One of the ADA's key roles in the collaboration is helping to connect Entelos' programmers and engineers with people in the healthcare and research community who understand the workings of diabetes. In fact, the ADA provides Entelos with it scientific advisory committee for diabetes.
 
The relationship benefits the ADA financially because the association gets a percentage of fees for proprietary use of PhysioLab for diabetes applications. The ADA has already used funds generated from the type 2 diabetes collaboration to help fund the type 1 diabetes collaboration, according to Scott Campbell, ADA's national vice president for research programs.
 
"The primary reason we are involved in this, though, is that we want to help streamline the identification and validation process so that therapies for people with diabetes can be made better and can come to market more quickly," he says.
 
Gishizky has been pleased with the process of working with the ADA and says he looks forward to the rest of the collaborative work—and work his company may do in the future with the association and with other entities.
 
"What's special about what we do [with PhysioLab] is that we bring the engineers and life scientists together," he says. "That allows the design engineers to talk right to the scientists and find out what about biological problems are unique. That is then translated into our mathematical models."

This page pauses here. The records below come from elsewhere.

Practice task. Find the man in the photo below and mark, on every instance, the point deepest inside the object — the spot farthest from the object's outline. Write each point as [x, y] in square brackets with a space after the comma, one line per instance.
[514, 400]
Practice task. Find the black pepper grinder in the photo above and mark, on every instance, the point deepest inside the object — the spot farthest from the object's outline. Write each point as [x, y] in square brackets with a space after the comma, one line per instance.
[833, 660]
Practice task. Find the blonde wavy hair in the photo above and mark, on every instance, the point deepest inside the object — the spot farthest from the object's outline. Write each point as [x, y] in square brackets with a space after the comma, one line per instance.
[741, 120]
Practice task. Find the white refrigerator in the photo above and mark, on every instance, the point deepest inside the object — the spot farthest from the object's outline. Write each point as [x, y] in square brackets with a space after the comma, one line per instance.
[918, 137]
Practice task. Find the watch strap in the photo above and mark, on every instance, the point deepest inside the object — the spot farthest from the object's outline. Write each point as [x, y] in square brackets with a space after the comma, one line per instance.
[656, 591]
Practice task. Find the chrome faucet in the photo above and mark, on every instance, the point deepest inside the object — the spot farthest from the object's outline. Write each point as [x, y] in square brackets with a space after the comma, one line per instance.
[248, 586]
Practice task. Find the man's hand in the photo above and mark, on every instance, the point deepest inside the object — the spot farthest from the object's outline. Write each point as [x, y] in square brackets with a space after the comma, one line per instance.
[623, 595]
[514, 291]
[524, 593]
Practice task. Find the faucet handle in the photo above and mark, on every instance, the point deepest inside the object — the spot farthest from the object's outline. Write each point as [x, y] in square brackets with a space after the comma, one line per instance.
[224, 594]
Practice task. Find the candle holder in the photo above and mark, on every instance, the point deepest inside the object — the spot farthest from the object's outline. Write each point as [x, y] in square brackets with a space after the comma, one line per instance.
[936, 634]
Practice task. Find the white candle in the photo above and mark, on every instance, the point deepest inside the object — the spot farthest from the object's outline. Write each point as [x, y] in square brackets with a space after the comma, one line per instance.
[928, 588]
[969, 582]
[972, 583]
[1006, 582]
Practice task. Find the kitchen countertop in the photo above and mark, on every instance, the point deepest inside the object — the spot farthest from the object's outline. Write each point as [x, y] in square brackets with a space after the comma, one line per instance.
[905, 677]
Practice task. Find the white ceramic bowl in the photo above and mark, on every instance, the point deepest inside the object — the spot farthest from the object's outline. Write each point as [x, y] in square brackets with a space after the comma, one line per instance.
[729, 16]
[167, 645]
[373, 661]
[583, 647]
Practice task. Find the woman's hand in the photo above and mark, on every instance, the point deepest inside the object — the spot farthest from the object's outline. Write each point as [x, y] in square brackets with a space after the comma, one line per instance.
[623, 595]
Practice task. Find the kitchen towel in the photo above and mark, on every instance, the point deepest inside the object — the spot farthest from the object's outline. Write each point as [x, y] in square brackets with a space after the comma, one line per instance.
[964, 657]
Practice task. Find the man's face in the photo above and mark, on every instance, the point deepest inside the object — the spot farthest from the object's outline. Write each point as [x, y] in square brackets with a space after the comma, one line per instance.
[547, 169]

Campbell says that the original type 2 diabetes project with Entelos was highly oriented toward pharmaceutical issues. Although the type 1 diabetes effort has pharmaceutical applications as well, he says that ADA plans a greater push this time to use the PhysioLab models to help advance diabetes research overall. To that end, funds generated from licensing of the PhysioLab diabetes models may be used to help fund general researchers in the area of diabetes, particularly in terms of helping them access technology like PhysioLab.